Bertie Beetle
- Product type: Chocolate bar
- Produced by: Nestle
- Country: Australia
- Introduced: 1963
- Previous owners: Hoadley's Chocolates

= Bertie Beetle =

Chocolate bar

Bertie Beetle is a small chocolate bar manufactured by Nestlé. It consists of a chocolate coated bar containing small pieces of honeycomb that is shaped like an anthropomorphised beetle. It was originally created as a way to use up honeycomb left over from the production of Violet Crumble bars. Originally manufactured in Australia, today they are manufactured in a factory in New Zealand.

For many years, Bertie Beetles were generally only available to the public in showbags sold at Australian agricultural shows.

==History==
The Bertie Beetle was first produced in 1963 by Hoadley's Chocolates, who were later taken over by the Rowntree Company and became Rowntree Hoadley Ltd (the company was later acquired by Nestlé in 1988). Intended to rival MacRobertson's (later Cadbury's) Freddo Frog, it was launched with advertisements featuring VFL footballer Ron Barassi, and was sold in shops until the 1970s. At some point after, a deal was made to only sell the chocolate at shows and exhibitions in showbags.

In 2007, Bertie Beetle multi-packs were briefly available in supermarkets under Nestlé's Willy Wonka sub-brand. Bertie Beetles returned to select confectionery stores in 2018. In 2019 Peters launched a Bertie Beetle ice cream.

Bertie Beetle stopped having pieces of honeycomb in them when Nestlé no longer made Violet Crumble, but it retains honeycomb flavour.

===Showbags===

Bertie Beetles are best known for their inclusion in the cheap classic Bertie Beetle showbag, sold at various shows around Australia.
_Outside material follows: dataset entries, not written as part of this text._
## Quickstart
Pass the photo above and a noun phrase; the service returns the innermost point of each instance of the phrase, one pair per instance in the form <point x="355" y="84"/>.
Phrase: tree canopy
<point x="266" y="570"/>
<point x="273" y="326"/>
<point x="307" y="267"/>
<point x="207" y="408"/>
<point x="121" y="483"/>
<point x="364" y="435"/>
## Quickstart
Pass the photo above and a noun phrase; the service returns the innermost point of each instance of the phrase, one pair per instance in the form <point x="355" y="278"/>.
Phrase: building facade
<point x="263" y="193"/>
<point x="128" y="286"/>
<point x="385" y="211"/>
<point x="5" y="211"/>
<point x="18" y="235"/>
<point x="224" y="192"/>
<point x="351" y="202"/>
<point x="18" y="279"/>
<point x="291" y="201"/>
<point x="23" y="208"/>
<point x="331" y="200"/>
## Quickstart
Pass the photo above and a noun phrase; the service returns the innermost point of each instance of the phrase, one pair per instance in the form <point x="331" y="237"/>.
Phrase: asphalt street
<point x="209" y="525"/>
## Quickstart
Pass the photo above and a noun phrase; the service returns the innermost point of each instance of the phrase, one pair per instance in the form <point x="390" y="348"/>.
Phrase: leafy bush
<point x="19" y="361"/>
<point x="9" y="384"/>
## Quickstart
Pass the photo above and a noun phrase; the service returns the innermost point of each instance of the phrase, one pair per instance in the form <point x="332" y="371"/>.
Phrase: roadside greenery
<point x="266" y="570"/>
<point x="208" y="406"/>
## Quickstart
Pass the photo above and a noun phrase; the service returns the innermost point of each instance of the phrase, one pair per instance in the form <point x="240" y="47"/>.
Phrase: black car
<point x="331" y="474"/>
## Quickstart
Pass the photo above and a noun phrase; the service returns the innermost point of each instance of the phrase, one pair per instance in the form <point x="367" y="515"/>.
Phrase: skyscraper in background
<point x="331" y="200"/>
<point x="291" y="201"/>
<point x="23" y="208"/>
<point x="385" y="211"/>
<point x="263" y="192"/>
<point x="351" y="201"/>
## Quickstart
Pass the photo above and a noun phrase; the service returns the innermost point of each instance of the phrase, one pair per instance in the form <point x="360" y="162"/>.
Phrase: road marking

Although initially included in Hoadley's Chocolate Showbag starting in 1963 (alongside Polly Waffle, Violet Crumble and White Knight bars), Bertie Beetle did not receive its own bag until 1965. The showbag, which as of 2022 comes with a few Bertie Beetles and other confections such as Red Ripperz, was sold for A$2 for many decades, increasing to $3 in 2006, returning to $2 in 2007, and increasing to $3 again in 2022.

The Bertie Beetle showbag is one of the most popular showbags ever made. At the 2017 Brisbane Ekka, more than 250,000 showbags were sold. When the showbag was briefly withdrawn from sale at shows, Nestlé bowed to the ensuing consumer pressure and recommenced sale of the bag. In 2023, production issues saw supply of the showbag rationed at shows in Brisbane, Adelaide and Melbourne, which also led it to being withdrawn from sale at the 2023 Perth Royal Show.

Other variants of the Bertie Beetle showbag are offered with more items and at a higher price. In 2003, the Bertie Beetle Bonanza showbag was created to celebrate the 40th anniversary of Bertie Beetle, which came with many Bertie Beetles as well as a choice of a branded cooler bag or a basketball. In 2006, there were four variants: a small red bag, a medium-sized blue bag, a large gold bag, and the '1-2-3' bag, containing those three bags and some extras. In 2009, there were a number of bags, including Bertie Beetle Blue, Gold, and Platinum bags along with the Bertie Beetle Bonanza bag and a Bertie Beetle Triple Deal bag, which like the 1-2-3 bag contained the three coloured Bertie Beetle bags. In 2013, a 50th anniversary special edition of the Bertie Beetle showbag was made available, consisting of 50 Bertie Beetle chocolates and a mask. In 2019, the Bertie Beetle Retro Showbag was introduced to the range; it included a retro paper bag, Bertie Beetle chocolate bars and a choice of a bucket hat, socks, a collector's tin or 2 enamel camping mugs with retro graphics. In 2021 the most expensive Bertie Beetle showbag variant sold for $18. The Bertie Beetle showbag brand is currently managed by showbag company Chicane Marketing, which acts as an agent for Nestlé and produces other branded showbags for the multinational company.

In 2016, a range of Bertie Beetle showbags and other products were made available to purchase online. The Bertie Beetle Biggest Showbag included 80 Bertie Beetle chocolates. The Bertie Beetle Bounty Box included 150 Bertie Beetle chocolates and comes in a gift box. The Bertie Beetle Bulk Bundle is a carton of 250 Bertie Beetles, and the Bertie Beetle Huge Haul included 350 Bertie Beetle chocolates.

No longer available is Lady Beetle, Bertie's white chocolate equivalent, which had its own, slightly more expensive showbag.

==Ingredients==
The standard weight of the bar is 10 grams. Ingredients are Sugar, Vegetable Fat, [Emulsifiers (Soy Lecithin, 492)], Milk Solids, Toffee Pieces (8%) – Sugar, Glucose Syrup derived from wheat, Vegetable Fat, Sodium Bicarbonate – Cocoa, Emulsifier (Soy Lecithin), Salt, Flavourings.